Whilst watching Italy play Sweden in Euro 2004, several TMFD writers pondered the relationship between flags and national team strips. In a fit of procrasturbation, here’s the answers to those questions:
Why do Germany play in white and black?
White and black were the colours of Prussia, the dominant force in the Empire, so given that Germnany first played a game in 1908, it seems reasonable to assume this was a key factor in the choice. More interesting though is…
Why was the German second strip (until 2002) green?
The only answer I can find on the interweb says it was because of the Republic or Ireland. In the aftermath of the Second World War, the new West German side found it difficult to arrange matches. The first country to oblige were the Irish, and the German FA chose the second strip colour in their honour. It’s a wonderful story, and the only thing that gets in the way of this heartwarming story of peace and tolerance through the magic of football is that is it complete bollocks.

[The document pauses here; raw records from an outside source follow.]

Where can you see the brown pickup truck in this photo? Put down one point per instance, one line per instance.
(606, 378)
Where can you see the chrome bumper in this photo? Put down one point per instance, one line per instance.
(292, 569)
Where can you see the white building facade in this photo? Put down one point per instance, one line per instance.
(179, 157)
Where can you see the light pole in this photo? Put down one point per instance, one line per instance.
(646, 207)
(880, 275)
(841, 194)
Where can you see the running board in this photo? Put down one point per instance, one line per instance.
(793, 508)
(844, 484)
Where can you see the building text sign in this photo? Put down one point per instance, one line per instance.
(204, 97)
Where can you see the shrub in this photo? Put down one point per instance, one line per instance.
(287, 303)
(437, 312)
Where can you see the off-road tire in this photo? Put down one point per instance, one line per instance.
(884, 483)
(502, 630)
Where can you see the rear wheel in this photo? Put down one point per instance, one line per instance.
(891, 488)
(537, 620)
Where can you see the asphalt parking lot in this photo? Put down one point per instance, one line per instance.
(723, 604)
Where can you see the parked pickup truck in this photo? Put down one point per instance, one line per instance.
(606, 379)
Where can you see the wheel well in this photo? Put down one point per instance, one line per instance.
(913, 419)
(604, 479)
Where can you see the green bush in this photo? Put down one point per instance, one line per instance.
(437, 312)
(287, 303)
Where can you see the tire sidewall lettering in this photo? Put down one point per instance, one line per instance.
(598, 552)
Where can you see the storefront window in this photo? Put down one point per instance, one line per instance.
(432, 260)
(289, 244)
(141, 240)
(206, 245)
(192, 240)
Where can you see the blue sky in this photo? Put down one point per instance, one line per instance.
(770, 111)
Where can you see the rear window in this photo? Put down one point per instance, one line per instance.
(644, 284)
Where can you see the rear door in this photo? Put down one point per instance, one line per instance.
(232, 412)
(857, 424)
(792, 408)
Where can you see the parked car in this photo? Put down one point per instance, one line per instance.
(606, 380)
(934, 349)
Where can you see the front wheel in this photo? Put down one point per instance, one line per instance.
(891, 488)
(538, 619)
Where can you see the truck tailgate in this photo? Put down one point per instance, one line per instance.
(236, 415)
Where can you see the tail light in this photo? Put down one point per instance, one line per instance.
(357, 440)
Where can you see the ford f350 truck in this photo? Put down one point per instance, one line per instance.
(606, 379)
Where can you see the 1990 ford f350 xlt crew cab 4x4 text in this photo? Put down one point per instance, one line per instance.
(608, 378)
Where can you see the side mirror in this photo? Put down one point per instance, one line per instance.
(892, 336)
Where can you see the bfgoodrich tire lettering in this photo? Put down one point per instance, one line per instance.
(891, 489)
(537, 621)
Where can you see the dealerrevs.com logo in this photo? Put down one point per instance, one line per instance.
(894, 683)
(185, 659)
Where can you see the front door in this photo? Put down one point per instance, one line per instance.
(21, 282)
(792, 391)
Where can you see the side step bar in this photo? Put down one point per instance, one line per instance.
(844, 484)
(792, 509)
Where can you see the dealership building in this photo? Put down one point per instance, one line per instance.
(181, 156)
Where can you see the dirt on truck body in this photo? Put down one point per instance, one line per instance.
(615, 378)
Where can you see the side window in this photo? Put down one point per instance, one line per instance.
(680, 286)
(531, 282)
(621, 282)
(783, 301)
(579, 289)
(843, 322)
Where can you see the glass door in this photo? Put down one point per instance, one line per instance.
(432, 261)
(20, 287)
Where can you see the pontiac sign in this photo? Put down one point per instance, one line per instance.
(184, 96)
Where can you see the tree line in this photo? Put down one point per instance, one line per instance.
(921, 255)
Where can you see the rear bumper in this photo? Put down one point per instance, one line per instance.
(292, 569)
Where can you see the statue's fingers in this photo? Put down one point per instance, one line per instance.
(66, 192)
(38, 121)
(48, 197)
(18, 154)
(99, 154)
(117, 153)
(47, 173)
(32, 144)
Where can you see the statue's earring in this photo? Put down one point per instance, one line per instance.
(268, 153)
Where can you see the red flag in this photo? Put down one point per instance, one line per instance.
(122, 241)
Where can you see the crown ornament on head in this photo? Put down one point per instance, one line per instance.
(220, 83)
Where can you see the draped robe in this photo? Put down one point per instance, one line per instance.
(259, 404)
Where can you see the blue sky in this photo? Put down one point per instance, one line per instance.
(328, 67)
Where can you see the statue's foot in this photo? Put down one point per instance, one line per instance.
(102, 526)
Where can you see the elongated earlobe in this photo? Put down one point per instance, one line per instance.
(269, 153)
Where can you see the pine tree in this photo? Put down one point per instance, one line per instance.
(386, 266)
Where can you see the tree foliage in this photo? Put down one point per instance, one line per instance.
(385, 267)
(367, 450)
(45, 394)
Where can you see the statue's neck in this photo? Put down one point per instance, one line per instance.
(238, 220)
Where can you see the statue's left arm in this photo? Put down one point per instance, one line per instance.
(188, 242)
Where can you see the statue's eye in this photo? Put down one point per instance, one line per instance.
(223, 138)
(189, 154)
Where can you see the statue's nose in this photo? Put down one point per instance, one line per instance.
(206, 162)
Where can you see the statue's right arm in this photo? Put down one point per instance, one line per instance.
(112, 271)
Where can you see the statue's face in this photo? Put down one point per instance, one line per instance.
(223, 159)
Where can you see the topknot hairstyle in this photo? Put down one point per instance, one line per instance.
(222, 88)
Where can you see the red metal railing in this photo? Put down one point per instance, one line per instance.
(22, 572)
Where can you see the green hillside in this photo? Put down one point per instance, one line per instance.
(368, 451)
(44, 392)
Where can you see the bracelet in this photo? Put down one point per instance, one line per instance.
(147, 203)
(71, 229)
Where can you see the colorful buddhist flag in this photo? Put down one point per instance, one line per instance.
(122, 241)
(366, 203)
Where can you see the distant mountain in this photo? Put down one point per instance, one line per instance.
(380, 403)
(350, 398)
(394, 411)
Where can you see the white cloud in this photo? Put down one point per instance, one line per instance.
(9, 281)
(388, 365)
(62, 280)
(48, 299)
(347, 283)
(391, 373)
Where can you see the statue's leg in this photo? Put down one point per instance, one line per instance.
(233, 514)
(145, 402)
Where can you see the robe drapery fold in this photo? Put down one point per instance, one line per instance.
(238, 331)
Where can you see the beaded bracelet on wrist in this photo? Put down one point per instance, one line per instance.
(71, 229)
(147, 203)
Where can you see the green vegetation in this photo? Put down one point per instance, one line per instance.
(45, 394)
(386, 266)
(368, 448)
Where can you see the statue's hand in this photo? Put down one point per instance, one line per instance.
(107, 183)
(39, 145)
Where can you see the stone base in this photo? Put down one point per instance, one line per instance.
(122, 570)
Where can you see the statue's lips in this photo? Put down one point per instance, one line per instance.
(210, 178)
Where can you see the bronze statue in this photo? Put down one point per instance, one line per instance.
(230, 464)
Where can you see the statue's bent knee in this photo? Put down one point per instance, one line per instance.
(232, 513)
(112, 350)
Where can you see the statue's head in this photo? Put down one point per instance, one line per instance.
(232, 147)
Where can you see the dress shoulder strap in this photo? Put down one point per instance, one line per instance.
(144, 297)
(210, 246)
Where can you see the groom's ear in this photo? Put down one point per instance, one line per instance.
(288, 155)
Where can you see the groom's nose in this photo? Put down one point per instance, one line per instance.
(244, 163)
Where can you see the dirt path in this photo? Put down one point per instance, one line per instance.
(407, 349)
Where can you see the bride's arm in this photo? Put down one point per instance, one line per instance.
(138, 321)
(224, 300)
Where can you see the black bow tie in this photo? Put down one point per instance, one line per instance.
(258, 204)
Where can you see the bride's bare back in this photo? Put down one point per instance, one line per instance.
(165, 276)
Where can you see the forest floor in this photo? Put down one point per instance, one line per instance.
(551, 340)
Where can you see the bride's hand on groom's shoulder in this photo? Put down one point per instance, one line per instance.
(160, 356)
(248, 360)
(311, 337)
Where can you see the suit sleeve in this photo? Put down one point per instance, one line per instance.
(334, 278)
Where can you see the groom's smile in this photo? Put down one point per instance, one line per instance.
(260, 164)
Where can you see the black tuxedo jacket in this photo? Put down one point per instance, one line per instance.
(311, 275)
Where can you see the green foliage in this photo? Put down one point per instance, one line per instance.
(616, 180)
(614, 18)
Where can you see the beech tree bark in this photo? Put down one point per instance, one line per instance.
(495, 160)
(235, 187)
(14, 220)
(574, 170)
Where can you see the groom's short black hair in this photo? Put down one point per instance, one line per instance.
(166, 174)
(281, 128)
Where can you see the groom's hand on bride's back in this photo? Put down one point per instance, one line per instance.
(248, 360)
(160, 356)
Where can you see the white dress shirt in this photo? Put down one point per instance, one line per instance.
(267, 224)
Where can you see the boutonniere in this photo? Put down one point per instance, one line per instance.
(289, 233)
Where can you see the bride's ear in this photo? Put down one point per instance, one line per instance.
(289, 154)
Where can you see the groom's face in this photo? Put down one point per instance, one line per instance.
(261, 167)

The real answer is because the colours of the German FA are green and white. No more, no less. And why are those colours green and white? I suspect because football is played on grass, which is green, and uses white markings. The Irish angle is something of a German urban myth and in Germany, when the rational explanation conflicts with the mythical one, print the rational explanation.
Why do England play in white and blue, when the St George cross is white and red?
The FA say that’s it’s because blue is on the FA crest and so it’s an official FA colour. I don’t find this satisfying at all, especially given that red is also on that FA crest. Until someone can say otherwise more convincingly, I’ll take it as a traditional conflation of England and the UK, and the prevalance of blue in the Union Flag. So there.
And finally, on a related note, the Freaky Trigger party also asked why there’s orange in the Irish tricolour. We were right.